Place of Origin: Tibet

Date: Late 19th Century to Early 20th Century

L-Shaped Element’s Overall Length: 147mm

Square Element’s Overall Length: 40mm

Reference: 124

Status: Sold

Full Description:

These two highly unusual iron elements are from a Tibetan horse bridle.  The largest piece is a T-shaped plaque which would sit on the junction of the headstall straps.  It depicts a large dragon (a common theme in Tibetan ironwork) and a unicorn (Tib. bse ru).  The depiction of the unicorn in this application is highly unusual, and the pony-like stature of the animal suggests it is inspired by a typical Tibetan horse known as a Nangchen horse—a small breed native to the Kham region and thought to have been thoroughbred since the 9th century.  They became known to the western world as late as 1994 due to the exploration of French anthropologist Michel Peissel (1). Powerful and fast, they are said to contain no ancestry from any of the common sources of other Tibetan pony breeds, nor Mongolian, Arabian or Turkish horse blood (2).

The smaller square element was probably used at the end of one of the straps and depicts a bird with its head facing backwards. It is likely a heron, with a characteristic head-crest. 

The bifurcating scrolls which provide background decorations for both elements are used widely on Tibetan ironwork and provide a useful tool for dating.  The larger symmetrical scrolls we see here are indicative of 19th and 20th century production, although the overlapping that can be seen is a slightly earlier trait.  In addition to these findings, the unusual depictions of animals help us place the object’s date in the later centuries, when craftsmen began to break earlier boundaries. 

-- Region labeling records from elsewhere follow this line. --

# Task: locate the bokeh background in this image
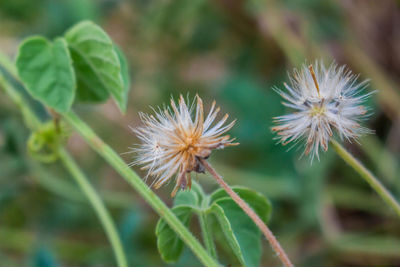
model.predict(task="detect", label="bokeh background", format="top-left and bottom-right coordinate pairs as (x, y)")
top-left (0, 0), bottom-right (400, 267)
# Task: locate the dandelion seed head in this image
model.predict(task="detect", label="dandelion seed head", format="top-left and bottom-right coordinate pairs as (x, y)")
top-left (272, 61), bottom-right (371, 159)
top-left (132, 95), bottom-right (238, 196)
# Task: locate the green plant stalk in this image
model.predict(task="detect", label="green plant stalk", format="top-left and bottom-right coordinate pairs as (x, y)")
top-left (331, 140), bottom-right (400, 219)
top-left (62, 111), bottom-right (219, 266)
top-left (58, 148), bottom-right (128, 267)
top-left (0, 76), bottom-right (128, 267)
top-left (197, 197), bottom-right (217, 259)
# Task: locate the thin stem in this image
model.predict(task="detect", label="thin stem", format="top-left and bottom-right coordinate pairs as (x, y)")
top-left (0, 60), bottom-right (220, 266)
top-left (331, 139), bottom-right (400, 219)
top-left (200, 158), bottom-right (293, 267)
top-left (198, 201), bottom-right (217, 259)
top-left (0, 73), bottom-right (128, 267)
top-left (63, 112), bottom-right (219, 266)
top-left (58, 148), bottom-right (128, 267)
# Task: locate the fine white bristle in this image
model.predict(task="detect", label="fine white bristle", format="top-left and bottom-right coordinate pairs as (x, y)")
top-left (272, 62), bottom-right (371, 159)
top-left (132, 95), bottom-right (237, 196)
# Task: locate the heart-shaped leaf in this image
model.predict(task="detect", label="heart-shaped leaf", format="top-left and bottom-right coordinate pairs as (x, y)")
top-left (65, 21), bottom-right (126, 112)
top-left (16, 37), bottom-right (75, 113)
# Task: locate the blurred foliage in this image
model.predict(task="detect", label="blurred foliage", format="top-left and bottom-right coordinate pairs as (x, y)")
top-left (0, 0), bottom-right (400, 266)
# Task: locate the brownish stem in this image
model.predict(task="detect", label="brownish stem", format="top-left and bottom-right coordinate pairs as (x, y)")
top-left (200, 158), bottom-right (293, 267)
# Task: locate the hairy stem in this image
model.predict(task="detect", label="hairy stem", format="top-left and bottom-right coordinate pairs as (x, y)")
top-left (198, 203), bottom-right (217, 259)
top-left (63, 112), bottom-right (219, 266)
top-left (58, 148), bottom-right (128, 267)
top-left (330, 139), bottom-right (400, 219)
top-left (200, 158), bottom-right (293, 267)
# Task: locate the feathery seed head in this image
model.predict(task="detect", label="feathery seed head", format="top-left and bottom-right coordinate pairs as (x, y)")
top-left (272, 61), bottom-right (371, 158)
top-left (133, 95), bottom-right (238, 196)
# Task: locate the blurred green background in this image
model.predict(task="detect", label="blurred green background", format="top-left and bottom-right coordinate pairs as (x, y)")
top-left (0, 0), bottom-right (400, 267)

The traces of copper on the surface give us our final clue to dating the object, and they are an indication that the pieces were once gilded. La Rocca (3) explains that mercury gilding (also called fire gilding) is a technique used for applying gold to silver, bronze or copper alloys. However, La Rocca observes that it does not appear to have been used on Tibetan objects made of iron until the late 19th or early 20th century.  Mercury gilding is executed with a paste (amalgam) made from gold and mercury.  This is applied to a ground that has been coated with a thin layer of copper or copper sulphate.  The work is then fired, which drives off the mercury, and the fine layer of gold remaining is then burnished. The use of such plaques and elements can be seen on a bridle in the Metropolitan Museum which is also dated to the 19th or 20th century: acc.no.2003.230.1-.3a-e (4). 

These bridle elements are mounted on a contemporary Perspex stand.

(3) La Rocca, Warriors of the Himalayas: Rediscovering the Arms and Armour of Tibet, 2006, p.15, no.124.

(4) La Rocca, Warriors of the Himalayas: Rediscovering the Arms and Armour of Tibet, 2006, p.236, no.124.